- Born: 1976 (age 49–50) Damascus, Syria
- Education: Faculty of Fine Arts, Damascus Funen Art Academy (MFA) Städelschule (Meisterschüler)
- Occupations: Artist; Cultural activist;
- Years active: 2005–present
- Organization: coculture e.V.
- Website: www.khaledbarakeh.com

= Khaled Barakeh =

Syrian contemporary artist and cultural activist (born 1976)

Khaled Barakeh (born 1976) is a Syrian contemporary artist and cultural activist based in Berlin, Germany. Originally a calligrapher who trained as a painter in Damascus, he later studied in Denmark and Germany, developing a multidisciplinary practice.

==Early life and education==
Barakeh was born in 1976 in a suburb of Damascus, Syria, where he spent his early years. He studied Fine Arts at the University of Damascus, completing his undergraduate studies in 2005. In 2008, he moved to Denmark to continue his artistic development, enrolling at the Funen Art Academy, where he earned a Master of Fine Arts degree in 2010. He later became a Meisterschüler under Simon Starling at the Städelschule in Frankfurt am Main.

==Career==
Following his relocation from Syria to Europe, Barakeh shifted from painting to a multidisciplinary practice that incorporates installation, social engagement and conceptual approaches. His work addresses themes of social injustice, migration and displacement, often reflecting his experience as an exiled Syrian artist.

==Exhibitions and projects==
His public work The Muted Demonstration was presented on the lawn outside a courthouse in Koblenz, Germany, during the war crimes trial of former Syrian intelligence officials. The installation comprised 49 faceless figures, dressed in the clothing of torture victims, standing silently with raised arms in a visual protest visible from the courtroom windows.

In June 2024, he curated the performative exhibition ABSENCED at Malmö City Library in Sweden. The project brought together artists who had been censored, or "cancelled", in Germany, particularly in relation to pro-Palestinian expression, and included installations such as printers generating prints and letters, as well as booklets documenting cases of suppression.

Also in 2024, Barakeh presented The Shake at The MAC in Belfast, Northern Ireland.
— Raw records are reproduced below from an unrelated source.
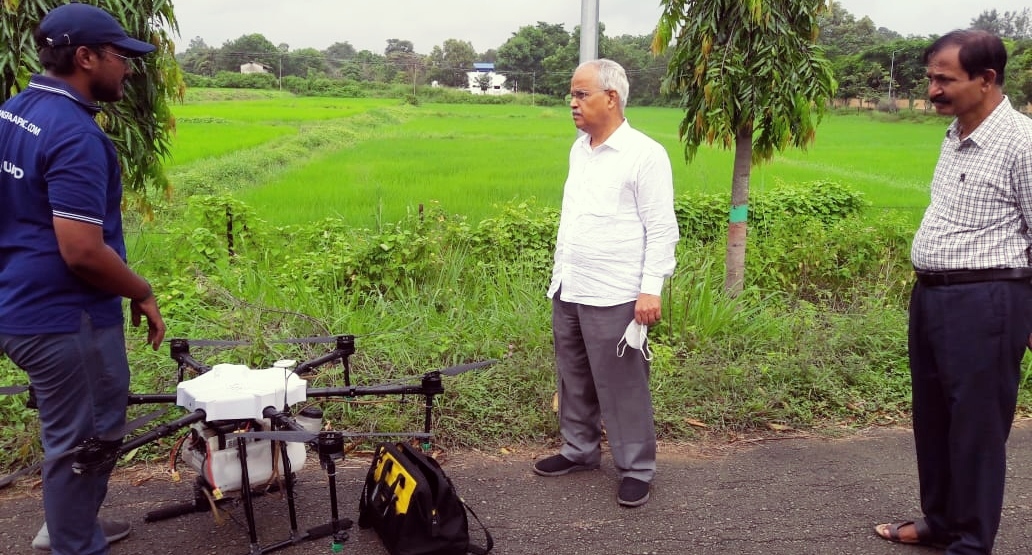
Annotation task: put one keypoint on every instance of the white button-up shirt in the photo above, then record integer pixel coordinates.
(617, 230)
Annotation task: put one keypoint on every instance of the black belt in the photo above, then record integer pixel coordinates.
(935, 279)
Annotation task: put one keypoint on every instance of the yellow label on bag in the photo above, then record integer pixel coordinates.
(390, 472)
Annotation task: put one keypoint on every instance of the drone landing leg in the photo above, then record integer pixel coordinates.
(249, 510)
(289, 480)
(329, 447)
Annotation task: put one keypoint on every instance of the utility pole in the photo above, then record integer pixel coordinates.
(892, 68)
(589, 30)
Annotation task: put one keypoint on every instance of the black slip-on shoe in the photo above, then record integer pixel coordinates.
(558, 465)
(633, 492)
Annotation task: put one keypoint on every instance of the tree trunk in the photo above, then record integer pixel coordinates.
(737, 223)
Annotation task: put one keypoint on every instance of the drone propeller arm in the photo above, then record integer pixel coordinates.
(162, 431)
(309, 365)
(147, 398)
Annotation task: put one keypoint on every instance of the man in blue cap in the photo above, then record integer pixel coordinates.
(63, 270)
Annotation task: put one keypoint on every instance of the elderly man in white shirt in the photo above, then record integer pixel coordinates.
(614, 250)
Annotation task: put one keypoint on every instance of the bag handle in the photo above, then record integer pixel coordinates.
(475, 549)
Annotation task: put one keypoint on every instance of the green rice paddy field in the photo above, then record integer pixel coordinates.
(470, 158)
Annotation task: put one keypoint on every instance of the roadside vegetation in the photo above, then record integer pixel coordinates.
(426, 231)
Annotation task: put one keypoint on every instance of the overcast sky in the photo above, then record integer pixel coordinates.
(487, 24)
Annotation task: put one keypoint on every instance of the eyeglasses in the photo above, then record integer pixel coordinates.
(129, 62)
(581, 95)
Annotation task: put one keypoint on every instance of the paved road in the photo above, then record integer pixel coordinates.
(781, 496)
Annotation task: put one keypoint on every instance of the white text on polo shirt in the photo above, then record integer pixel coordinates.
(9, 167)
(21, 122)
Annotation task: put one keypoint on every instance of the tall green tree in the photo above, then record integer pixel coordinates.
(1007, 25)
(522, 56)
(749, 75)
(141, 125)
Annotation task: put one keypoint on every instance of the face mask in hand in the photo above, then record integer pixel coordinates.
(636, 336)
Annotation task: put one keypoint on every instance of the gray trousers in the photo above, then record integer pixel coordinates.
(598, 386)
(82, 385)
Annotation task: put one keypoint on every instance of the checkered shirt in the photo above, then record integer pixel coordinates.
(981, 198)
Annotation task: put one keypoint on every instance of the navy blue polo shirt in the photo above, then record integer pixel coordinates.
(57, 163)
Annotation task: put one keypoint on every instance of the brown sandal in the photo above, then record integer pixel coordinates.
(891, 532)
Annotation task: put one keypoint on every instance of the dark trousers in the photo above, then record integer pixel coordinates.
(598, 385)
(966, 344)
(82, 385)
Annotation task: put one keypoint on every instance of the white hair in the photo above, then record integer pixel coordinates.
(611, 76)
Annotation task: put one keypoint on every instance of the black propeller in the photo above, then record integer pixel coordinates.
(303, 436)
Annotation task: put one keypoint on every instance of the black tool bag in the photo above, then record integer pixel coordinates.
(413, 505)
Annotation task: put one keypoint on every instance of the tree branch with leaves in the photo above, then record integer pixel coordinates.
(141, 125)
(750, 76)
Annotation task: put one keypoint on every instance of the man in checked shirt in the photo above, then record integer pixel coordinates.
(971, 307)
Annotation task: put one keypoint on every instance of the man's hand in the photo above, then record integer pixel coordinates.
(648, 308)
(155, 325)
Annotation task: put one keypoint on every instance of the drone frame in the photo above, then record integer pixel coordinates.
(328, 445)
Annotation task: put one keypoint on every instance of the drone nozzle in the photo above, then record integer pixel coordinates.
(95, 455)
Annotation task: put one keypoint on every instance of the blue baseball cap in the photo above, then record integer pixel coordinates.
(83, 25)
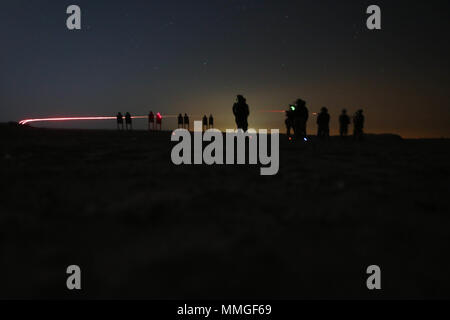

Supported by the Cultural Bridge programme and the Arts Council of Northern Ireland, the exhibition reflected on what unites communities, rather than what divides them.

Earlier solo presentations include Die blaue Stunde (The Blue Hour) at the Museum für Kunst und Gewerbe in Hamburg in 2018, and Aufheben at Galerie Heike Strelow in Frankfurt am Main. In 2022, he exhibited Design of Necessity in Copenhagen, a participatory project that engaged Syrian activists, photographers and refugees in Denmark, exploring resilience and collective memory. In 2024, he also collaborated on Syrian Images Beyond the Archive at the University of Copenhagen, part of the "Archiving the Future" programme linking art and scholarship.

Barakeh has participated in major international group exhibitions. In 2018, he took part in the Busan Biennale in South Korea, where his work was shown alongside other international artists in the main exhibition Divided We Stand. He was also featured in the group exhibition In Plain Sight at Smack Mellon, New York, in 2020, which brought together artists addressing surveillance, state violence and visibility. In 2023–24, his work appeared in Cities Under Quarantine: The Mailbox Project at Mathaf: Arab Museum of Modern Art in Doha, Qatar, among works by dozens of contributing artists.